Apache Storm hit a milestone release today. The Apache Software Foundation announced version 1.0 of the open-source distributed real-time computation framework for processing large streams of data with a new native streaming windows API.
“Window-based computations are common among use cases in stream processing, where the unbounded stream of data is split into finite sets based on some criteria (e.g. time) and a computation is applied on each group of events,” wrote Taylor Goetz, vice president of Apache Storm, in a blog post.

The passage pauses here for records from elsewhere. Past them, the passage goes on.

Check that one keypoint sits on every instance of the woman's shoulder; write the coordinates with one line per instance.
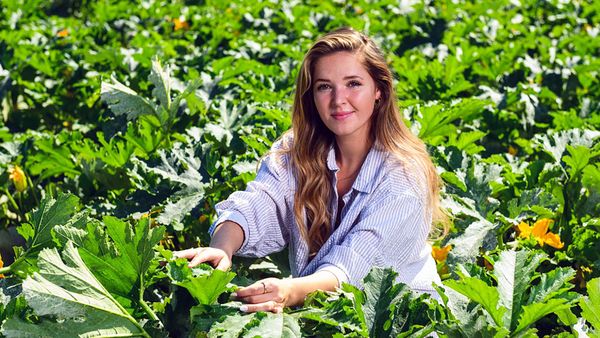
(402, 177)
(278, 158)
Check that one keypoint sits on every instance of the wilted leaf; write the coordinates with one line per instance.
(70, 302)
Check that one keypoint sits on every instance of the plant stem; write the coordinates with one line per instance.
(5, 270)
(37, 202)
(148, 310)
(143, 303)
(12, 201)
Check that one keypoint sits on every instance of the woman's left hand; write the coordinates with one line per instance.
(269, 294)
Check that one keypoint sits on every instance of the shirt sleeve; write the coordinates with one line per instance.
(260, 210)
(393, 233)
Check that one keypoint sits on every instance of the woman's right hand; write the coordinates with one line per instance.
(218, 258)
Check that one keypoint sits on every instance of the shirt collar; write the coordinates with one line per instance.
(365, 181)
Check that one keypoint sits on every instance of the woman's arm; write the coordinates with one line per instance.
(274, 294)
(228, 236)
(227, 239)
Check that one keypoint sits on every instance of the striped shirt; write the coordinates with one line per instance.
(384, 222)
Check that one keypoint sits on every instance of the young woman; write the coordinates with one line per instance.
(347, 188)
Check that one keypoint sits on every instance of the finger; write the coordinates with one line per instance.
(251, 290)
(269, 306)
(201, 257)
(256, 299)
(224, 264)
(188, 253)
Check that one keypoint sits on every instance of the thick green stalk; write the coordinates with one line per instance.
(143, 303)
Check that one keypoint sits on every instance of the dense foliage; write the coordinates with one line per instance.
(123, 124)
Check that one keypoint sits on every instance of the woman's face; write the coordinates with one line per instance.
(345, 95)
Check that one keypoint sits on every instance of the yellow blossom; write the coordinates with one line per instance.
(539, 231)
(180, 23)
(17, 176)
(440, 254)
(524, 230)
(553, 240)
(63, 33)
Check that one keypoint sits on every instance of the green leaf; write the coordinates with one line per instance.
(578, 159)
(232, 326)
(551, 283)
(121, 256)
(514, 272)
(273, 325)
(50, 213)
(161, 79)
(533, 312)
(481, 293)
(590, 305)
(123, 100)
(206, 287)
(70, 302)
(179, 166)
(380, 293)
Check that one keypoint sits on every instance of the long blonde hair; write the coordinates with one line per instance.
(312, 140)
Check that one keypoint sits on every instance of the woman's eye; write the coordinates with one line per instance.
(323, 87)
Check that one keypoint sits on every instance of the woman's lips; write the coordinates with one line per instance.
(341, 115)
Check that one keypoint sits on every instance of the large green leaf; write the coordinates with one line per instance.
(120, 254)
(38, 233)
(204, 283)
(514, 271)
(161, 79)
(590, 306)
(380, 292)
(70, 302)
(123, 100)
(551, 283)
(531, 313)
(481, 293)
(181, 167)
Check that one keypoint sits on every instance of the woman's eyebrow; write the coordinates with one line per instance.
(349, 77)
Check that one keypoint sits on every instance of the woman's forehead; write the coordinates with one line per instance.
(339, 65)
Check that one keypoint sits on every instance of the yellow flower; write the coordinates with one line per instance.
(17, 176)
(539, 231)
(553, 240)
(63, 33)
(440, 254)
(524, 230)
(180, 23)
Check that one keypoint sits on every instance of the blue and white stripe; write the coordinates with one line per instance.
(384, 222)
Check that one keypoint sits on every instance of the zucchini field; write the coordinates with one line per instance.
(123, 123)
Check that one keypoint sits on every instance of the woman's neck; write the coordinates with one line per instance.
(351, 153)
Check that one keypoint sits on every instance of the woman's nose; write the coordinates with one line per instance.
(340, 97)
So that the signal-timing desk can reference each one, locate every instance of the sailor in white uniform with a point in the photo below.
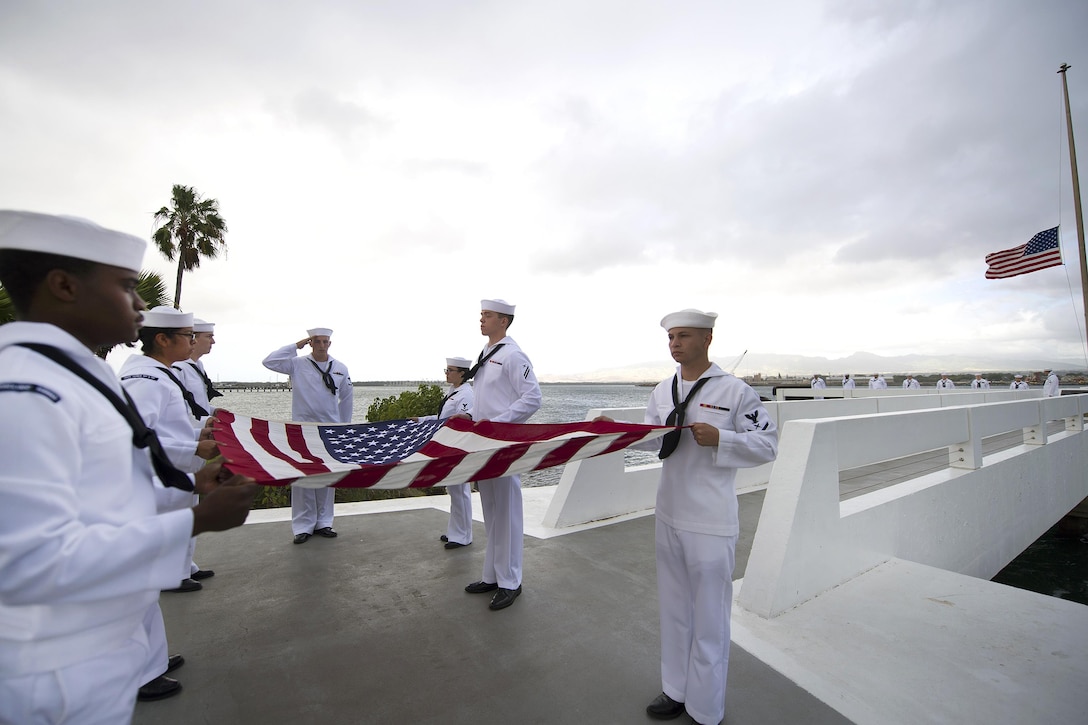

Windows are often used for functions such as aggregations, joins and pattern matching. In previous releases, users had to rely on their own windowing logic, and there was no way to define a window in a topology. With version 1.0’s native streaming window API, users can specify windows as window length or sliding interval.
Goetz also claimed that with version 1.0, Apache Storm runs up to 16x faster with 60% reduced latency than previous releases.
Other features of the latest version include:
- Pacemaker: an optional program that acts as a in-memory key/value store
- A distributed cache API that allows users to share files among topologies
- HA Nimbus, designed to eliminate the “soft” point of failure in the Nimbus service
- A new Stateful Bolt API with automatic checkpointing
- The ability for users and administrators to change log settings
- A new topology debugging capability that aims to eliminate the need to add debugging functions
- Distributed log search in Storm’s UI in order for users to search across log files and find a specific topology
- A new automatic backpressure mechanism
- A new scheduler implementation
- A dynamic worker-profiling feature
Apache Storm was created in 2011, and graduated to an ASF top-level project in 2014.
“Storm makes it easy to reliably process unbounded streams of data, doing for real-time processing what Hadoop did for batch processing. Storm is simple, [and] can be used with any programming language,” according to the project’s website.